Member of the Arkansas Senate from the 15th district
- In office January 8, 1883 – January 10, 1887
- Preceded by: C. H. Carlton
- Succeeded by: W. H. Logan

Personal details
- Born: February 10, 1850 Germany
- Died: July 4, 1938 (aged 88) Desha County, Arkansas
- Resting place: Holly Grove Cemetery
- Occupation: Lawyer, businessman, politician

= Henry Thane =

American politician (1850–1938)

Christian Heinrich "Henry" Thane (February 10, 1850 – July 4, 1938) was a wealthy businessman and bank owner in Arkansas. His Craftsman-style home, Thane House, was designed by Little Rock architect Charles L. Thompson. It is listed on the National Register of Historic Places. He was a Republican.

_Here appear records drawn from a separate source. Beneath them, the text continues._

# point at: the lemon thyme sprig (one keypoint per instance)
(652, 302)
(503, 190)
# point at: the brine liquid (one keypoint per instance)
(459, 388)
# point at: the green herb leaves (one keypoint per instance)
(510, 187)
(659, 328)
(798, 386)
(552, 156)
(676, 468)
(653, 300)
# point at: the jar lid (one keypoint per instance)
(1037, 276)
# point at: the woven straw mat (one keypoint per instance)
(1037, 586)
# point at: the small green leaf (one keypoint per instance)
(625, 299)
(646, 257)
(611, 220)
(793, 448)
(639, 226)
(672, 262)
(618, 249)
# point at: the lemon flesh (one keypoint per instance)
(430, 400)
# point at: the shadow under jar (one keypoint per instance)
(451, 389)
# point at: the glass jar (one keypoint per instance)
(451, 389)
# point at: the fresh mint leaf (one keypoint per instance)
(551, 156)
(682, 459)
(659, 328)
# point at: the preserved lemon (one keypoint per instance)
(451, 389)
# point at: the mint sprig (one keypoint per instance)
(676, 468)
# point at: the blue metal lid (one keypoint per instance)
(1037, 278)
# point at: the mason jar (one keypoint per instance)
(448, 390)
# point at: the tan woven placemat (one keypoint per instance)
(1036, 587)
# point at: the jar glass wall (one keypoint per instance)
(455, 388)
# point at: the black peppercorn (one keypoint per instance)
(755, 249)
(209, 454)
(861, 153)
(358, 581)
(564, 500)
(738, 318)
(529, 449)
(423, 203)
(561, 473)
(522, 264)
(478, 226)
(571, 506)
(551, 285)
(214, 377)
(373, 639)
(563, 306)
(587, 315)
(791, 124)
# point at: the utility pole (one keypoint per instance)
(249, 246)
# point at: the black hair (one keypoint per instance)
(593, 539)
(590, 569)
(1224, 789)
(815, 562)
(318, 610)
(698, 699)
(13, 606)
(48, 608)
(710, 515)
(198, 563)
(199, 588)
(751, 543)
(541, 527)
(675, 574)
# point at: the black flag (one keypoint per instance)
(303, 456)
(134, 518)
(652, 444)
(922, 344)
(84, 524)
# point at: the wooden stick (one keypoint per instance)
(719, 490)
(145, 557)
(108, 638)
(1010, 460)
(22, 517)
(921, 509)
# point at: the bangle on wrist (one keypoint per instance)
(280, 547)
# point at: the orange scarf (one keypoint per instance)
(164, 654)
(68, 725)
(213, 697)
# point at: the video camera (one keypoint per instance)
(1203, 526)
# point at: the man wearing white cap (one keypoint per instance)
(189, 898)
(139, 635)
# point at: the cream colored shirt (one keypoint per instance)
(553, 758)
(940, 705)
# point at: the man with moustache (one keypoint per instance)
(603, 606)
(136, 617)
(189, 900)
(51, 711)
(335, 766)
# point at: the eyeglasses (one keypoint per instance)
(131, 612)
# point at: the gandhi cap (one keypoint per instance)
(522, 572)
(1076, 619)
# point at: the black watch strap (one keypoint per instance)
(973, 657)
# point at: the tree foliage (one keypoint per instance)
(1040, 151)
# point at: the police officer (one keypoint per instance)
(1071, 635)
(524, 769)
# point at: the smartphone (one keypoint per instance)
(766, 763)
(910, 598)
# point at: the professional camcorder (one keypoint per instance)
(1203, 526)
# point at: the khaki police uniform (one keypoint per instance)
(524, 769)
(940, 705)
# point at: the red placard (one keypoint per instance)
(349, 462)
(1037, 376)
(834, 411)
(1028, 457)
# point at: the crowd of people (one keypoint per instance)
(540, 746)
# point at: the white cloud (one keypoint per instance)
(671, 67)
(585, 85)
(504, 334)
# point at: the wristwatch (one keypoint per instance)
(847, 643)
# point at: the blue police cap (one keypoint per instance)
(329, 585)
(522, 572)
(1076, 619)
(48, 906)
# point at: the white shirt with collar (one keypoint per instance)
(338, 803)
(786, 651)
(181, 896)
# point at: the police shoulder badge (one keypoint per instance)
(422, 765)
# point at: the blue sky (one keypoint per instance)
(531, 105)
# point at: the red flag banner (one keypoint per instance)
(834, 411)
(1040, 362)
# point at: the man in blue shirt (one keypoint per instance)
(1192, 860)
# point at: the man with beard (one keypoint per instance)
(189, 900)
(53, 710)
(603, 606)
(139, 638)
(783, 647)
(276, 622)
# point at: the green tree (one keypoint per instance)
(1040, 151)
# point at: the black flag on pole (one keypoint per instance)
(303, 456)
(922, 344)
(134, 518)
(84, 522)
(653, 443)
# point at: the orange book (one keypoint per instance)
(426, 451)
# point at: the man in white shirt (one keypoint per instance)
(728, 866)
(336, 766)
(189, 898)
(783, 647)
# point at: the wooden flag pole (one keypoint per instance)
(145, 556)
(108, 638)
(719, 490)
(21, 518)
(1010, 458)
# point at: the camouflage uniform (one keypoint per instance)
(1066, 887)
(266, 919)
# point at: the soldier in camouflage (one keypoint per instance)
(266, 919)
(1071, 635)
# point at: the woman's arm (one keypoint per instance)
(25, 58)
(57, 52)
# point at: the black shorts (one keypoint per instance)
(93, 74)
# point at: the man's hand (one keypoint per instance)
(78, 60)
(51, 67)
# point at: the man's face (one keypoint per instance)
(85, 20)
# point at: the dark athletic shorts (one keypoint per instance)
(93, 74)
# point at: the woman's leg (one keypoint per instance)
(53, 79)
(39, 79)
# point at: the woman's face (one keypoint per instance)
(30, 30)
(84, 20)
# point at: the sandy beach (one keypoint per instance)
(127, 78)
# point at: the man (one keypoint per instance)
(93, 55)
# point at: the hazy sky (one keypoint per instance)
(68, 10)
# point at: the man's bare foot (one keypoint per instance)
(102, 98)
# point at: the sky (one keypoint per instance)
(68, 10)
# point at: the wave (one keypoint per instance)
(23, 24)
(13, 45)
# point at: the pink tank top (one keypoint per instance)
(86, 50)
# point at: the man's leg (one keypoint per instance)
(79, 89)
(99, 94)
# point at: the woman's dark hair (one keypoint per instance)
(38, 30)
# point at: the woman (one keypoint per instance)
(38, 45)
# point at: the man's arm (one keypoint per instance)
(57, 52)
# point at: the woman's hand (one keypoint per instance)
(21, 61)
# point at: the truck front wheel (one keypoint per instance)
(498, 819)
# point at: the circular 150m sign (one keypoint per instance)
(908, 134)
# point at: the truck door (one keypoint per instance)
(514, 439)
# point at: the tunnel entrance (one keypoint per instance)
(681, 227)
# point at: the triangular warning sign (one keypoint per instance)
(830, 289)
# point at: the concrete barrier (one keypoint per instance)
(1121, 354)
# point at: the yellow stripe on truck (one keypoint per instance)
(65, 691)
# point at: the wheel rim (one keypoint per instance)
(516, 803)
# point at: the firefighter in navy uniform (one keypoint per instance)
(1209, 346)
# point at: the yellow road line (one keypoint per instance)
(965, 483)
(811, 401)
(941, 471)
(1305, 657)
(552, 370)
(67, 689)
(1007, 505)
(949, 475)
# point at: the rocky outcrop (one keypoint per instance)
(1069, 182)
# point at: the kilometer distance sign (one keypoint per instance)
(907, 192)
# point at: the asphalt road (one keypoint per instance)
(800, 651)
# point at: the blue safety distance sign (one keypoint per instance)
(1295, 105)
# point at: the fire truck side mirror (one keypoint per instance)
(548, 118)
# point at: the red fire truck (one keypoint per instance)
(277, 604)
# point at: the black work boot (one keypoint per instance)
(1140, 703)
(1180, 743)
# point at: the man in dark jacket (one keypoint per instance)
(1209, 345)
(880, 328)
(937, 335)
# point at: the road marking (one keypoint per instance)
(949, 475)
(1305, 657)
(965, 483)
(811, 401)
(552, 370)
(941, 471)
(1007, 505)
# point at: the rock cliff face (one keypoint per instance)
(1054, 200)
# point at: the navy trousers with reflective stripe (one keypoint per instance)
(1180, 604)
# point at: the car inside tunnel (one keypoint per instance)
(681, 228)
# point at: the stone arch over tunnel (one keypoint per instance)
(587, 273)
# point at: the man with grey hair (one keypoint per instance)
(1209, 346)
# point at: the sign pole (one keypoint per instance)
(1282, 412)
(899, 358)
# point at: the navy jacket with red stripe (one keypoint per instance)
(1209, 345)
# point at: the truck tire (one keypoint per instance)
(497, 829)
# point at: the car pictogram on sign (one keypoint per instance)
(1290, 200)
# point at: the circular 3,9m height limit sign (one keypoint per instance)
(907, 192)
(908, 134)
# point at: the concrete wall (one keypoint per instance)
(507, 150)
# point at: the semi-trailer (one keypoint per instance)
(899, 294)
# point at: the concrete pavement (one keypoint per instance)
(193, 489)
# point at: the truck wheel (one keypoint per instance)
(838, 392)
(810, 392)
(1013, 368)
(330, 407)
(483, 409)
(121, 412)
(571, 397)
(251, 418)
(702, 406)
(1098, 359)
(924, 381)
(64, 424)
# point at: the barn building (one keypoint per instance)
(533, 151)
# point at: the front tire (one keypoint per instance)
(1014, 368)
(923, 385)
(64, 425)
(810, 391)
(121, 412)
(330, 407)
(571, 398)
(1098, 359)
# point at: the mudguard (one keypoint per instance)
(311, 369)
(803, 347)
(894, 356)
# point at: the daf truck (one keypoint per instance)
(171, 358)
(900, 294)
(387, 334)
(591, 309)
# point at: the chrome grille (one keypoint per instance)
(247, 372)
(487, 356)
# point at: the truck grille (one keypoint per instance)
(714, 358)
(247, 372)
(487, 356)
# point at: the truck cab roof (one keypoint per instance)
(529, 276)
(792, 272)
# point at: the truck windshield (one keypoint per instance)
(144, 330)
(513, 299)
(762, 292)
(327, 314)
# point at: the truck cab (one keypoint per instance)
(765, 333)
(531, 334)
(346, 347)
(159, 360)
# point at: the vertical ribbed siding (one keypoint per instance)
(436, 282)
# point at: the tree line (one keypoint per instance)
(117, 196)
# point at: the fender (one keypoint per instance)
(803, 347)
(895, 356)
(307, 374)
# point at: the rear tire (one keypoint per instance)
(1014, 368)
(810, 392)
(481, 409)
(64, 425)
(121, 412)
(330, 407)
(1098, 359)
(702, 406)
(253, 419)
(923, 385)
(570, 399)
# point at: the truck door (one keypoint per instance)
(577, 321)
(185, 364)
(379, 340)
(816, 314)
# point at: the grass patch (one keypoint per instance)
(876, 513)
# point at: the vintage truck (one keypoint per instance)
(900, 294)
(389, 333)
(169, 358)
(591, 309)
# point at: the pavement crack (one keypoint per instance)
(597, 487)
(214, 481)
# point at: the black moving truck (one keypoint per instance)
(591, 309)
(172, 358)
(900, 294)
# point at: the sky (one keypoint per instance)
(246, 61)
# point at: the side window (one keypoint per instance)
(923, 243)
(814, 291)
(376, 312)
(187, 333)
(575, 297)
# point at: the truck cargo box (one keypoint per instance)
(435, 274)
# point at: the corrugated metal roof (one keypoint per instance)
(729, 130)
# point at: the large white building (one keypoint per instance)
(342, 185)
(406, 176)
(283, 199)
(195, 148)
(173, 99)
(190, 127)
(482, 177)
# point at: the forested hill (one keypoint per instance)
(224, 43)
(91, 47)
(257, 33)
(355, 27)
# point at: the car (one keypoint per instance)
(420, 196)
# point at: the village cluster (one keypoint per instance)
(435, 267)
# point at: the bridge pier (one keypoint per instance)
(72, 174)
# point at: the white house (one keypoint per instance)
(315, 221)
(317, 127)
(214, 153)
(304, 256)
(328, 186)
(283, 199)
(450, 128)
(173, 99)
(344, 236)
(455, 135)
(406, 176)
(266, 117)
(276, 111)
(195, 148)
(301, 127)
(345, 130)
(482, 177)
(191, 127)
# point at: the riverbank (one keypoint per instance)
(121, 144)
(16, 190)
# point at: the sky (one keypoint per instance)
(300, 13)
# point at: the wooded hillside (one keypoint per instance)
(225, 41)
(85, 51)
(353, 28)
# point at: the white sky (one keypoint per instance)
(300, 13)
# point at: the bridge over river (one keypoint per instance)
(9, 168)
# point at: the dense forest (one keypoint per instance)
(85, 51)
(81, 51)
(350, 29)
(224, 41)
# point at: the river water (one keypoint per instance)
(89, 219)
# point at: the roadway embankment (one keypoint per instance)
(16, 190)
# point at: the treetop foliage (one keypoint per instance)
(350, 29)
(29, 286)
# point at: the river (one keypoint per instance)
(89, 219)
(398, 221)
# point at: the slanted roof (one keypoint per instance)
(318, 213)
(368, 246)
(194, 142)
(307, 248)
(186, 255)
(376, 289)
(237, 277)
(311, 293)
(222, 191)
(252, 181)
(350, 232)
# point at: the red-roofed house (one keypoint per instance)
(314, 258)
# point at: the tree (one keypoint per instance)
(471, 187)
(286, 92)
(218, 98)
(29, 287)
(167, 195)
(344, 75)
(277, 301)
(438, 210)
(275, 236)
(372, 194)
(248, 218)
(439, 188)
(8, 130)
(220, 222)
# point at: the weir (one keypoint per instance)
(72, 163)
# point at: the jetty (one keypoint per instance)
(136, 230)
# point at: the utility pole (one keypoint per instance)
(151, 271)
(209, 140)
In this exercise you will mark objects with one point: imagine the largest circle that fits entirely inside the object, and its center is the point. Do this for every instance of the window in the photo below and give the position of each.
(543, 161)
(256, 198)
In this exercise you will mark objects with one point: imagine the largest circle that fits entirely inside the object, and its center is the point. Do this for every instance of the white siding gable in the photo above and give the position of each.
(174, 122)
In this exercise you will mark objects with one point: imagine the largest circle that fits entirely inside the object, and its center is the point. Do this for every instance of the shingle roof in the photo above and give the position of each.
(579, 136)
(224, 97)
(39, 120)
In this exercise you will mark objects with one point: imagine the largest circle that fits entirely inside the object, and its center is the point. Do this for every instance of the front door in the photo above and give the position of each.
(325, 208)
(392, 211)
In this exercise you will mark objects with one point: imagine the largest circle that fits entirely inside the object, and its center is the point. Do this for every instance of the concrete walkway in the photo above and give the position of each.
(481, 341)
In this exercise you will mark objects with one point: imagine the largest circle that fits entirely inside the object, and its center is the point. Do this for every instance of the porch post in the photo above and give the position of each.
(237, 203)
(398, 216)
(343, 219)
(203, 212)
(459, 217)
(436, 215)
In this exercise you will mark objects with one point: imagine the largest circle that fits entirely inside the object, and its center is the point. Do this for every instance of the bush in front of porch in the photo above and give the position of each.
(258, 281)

Thane was born in Germany and raised in Metropolis, Illinois. An important figure in the development of Arkansas City, he held various political offices, including mayor. He worked as a lawyer for the Little Rock, Pine Bluff & New Orleans Railroad, owned a lumber mill, and a bank.

Thane was elected to the Arkansas Senate and served representing the 15th District (Desha and Chicot counties) in the 24th Arkansas General Assembly and the 25th Arkansas General Assembly.

Thame's photograph is included in a composite of 1885 Arkansas State Senate members.